Well before this, we had discussed a concept for another book.
"Of course, we're not going to cover the art of housekeeping again." she said. "Instead, what you feel about the seasons, delicious household meals, how to deal with relationships; nostalgic tales of Tokyo would be good, things that only you would know."
It's not a bad idea.
I know what she's talking about.
But somehow, I feel that's just a little different to what I'd like my legacy to be.
Someone like me has nothing to say to people, except for the way to get all the ingrained white water deposits off the sink.
That's what I thought.
However, I'm already almost ninety years old now, and thinking of my uncertain tomorrows, I wanted to write about something more important.
There is hardly anyone left who experienced the time in which I was an apprentice maid. Someday, the word "maid" could really disappear from Japan, and no doubt, this could be a serious problem for researchers: I thought about leaving something behind from my memories of the 1960s.
"I said 'goddit' before begause yeh asged me if I goddit, ma'am, I though' id was fine." I concluded pointedly, shocking my aunt.
"Whad?" she said, and there was a short silence,
"If one is with people from the regions, without meaning to, one may fall into using dialect. One must take care not to do so." she enunciated in Tokyo dialect.
After that, even if I wanted to say something, it would only come out in dialect, so I was silent, and my aunt as well, perhaps realizing that a slip into dialect would render her preaching meaningless, shut up her ears and fell asleep.
I was such a country girl, no words can describe the shock I felt when we arrived in Tokyo. I will never forget the scene I saw as the train pulled in to Ueno Station.
The platforms were teeming with people, there were innumerable fat rails, extending out in all directions, just as you'd expect of Tokyo: from here there's no place you couldn't reach in all of Japan, we sighed.
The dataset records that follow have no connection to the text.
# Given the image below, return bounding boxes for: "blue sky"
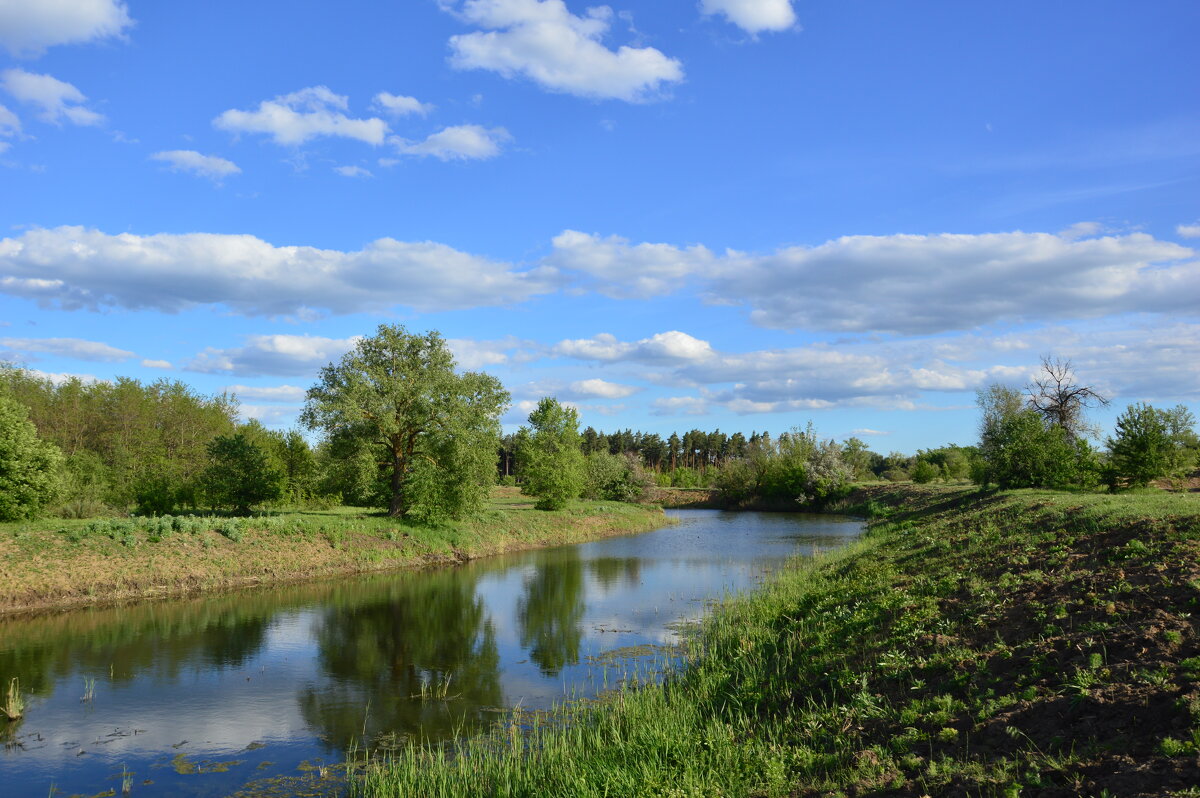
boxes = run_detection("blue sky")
[0,0,1200,451]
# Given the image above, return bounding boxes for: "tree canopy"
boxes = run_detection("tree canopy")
[301,324,509,520]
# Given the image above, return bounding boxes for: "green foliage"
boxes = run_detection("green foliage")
[911,460,942,485]
[200,432,284,515]
[715,424,853,504]
[583,451,650,502]
[972,385,1097,488]
[0,365,236,516]
[518,396,584,510]
[0,396,62,521]
[1106,403,1196,487]
[302,324,509,521]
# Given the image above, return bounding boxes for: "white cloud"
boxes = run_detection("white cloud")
[212,86,388,146]
[0,106,20,138]
[150,150,241,181]
[0,67,104,125]
[0,338,133,362]
[446,335,541,371]
[552,330,716,364]
[185,335,358,376]
[566,378,642,398]
[222,385,307,403]
[712,233,1200,334]
[0,0,133,58]
[700,0,796,34]
[650,396,708,415]
[389,125,512,161]
[0,227,557,316]
[372,91,434,116]
[442,0,683,102]
[547,230,716,299]
[545,229,1200,334]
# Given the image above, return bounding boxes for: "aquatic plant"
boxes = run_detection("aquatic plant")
[4,677,25,720]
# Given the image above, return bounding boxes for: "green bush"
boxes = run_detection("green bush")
[0,396,62,521]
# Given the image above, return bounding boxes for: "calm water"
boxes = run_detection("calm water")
[0,510,860,797]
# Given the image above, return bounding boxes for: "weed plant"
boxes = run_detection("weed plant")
[350,488,1200,798]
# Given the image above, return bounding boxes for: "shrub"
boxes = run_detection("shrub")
[0,396,62,521]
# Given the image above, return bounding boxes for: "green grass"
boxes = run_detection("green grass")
[352,486,1200,798]
[0,487,666,611]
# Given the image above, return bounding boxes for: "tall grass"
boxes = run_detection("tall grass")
[4,677,25,720]
[350,490,1200,798]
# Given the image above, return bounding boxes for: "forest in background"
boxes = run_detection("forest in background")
[0,336,1200,520]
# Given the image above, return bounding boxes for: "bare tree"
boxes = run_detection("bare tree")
[1025,355,1109,438]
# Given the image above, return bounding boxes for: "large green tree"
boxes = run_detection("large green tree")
[200,431,286,515]
[0,396,62,521]
[301,324,509,520]
[518,396,584,510]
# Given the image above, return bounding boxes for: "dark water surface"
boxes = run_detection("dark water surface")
[0,510,860,798]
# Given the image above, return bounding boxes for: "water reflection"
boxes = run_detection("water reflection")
[299,570,503,748]
[0,511,859,796]
[517,548,584,676]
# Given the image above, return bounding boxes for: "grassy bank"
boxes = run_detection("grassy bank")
[0,487,664,612]
[355,486,1200,797]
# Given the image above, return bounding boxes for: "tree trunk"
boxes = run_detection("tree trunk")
[388,454,408,518]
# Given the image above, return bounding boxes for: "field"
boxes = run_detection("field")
[0,487,665,612]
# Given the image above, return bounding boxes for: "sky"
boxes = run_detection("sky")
[0,0,1200,452]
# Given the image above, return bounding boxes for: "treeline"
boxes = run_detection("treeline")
[0,366,330,520]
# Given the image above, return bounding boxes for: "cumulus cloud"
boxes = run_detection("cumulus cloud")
[150,150,241,182]
[185,335,359,377]
[212,86,388,146]
[372,91,433,116]
[0,67,104,126]
[547,230,716,299]
[0,106,20,138]
[551,330,716,364]
[0,338,133,362]
[390,125,512,161]
[700,0,796,34]
[650,396,708,415]
[566,378,642,398]
[546,229,1200,334]
[0,0,133,58]
[0,227,557,316]
[222,385,307,403]
[446,335,541,371]
[442,0,683,102]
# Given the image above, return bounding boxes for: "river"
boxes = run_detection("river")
[0,510,862,798]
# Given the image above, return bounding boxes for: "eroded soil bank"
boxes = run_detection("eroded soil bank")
[355,486,1200,797]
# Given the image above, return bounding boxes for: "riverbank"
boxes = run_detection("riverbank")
[0,487,666,613]
[354,486,1200,797]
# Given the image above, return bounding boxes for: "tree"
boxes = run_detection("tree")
[1025,355,1109,439]
[200,432,286,515]
[1106,402,1195,487]
[301,324,509,521]
[0,396,62,521]
[521,396,584,510]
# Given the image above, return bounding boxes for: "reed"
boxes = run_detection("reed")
[4,677,25,720]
With whistles blowing continually, freight trains going by and plumes of sooty smoke, it was exactly as if I had been transported into a dream.
When we continued on to a government railway line and got off at Otsuka, I remember the street lined with shops, the people on their way to work, the torrent of bicycles, the pack horses, even a shiny black motorcar, and the bell-ringing trams departing: it was so lively, that when walking it seemed that at any moment I'd bang into something, and I felt dizzy.
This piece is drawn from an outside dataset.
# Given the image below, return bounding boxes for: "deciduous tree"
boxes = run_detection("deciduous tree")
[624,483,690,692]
Escorted by my aunt, we went to a major street where city trams were coming and going, where Gokoku-ji Temple lay to the right of Otsuka-Sakashita-cho, and in the middle of the fresh greenery of Kubomachi was Bunrika University which was newly built, everything so superbly set out, and on the corner was the Otsuka Womens' Apartments.
The following year, the daughter of one of Konaka-sensei's acquaintances had her hands full with her young ones, so I was told to go there, and I became the maid of a different house. Compared to the large establishment of Konaka-sensei, it was a little house, but the days I spent with the mistress of the house and the young master are filled with all my most precious memories.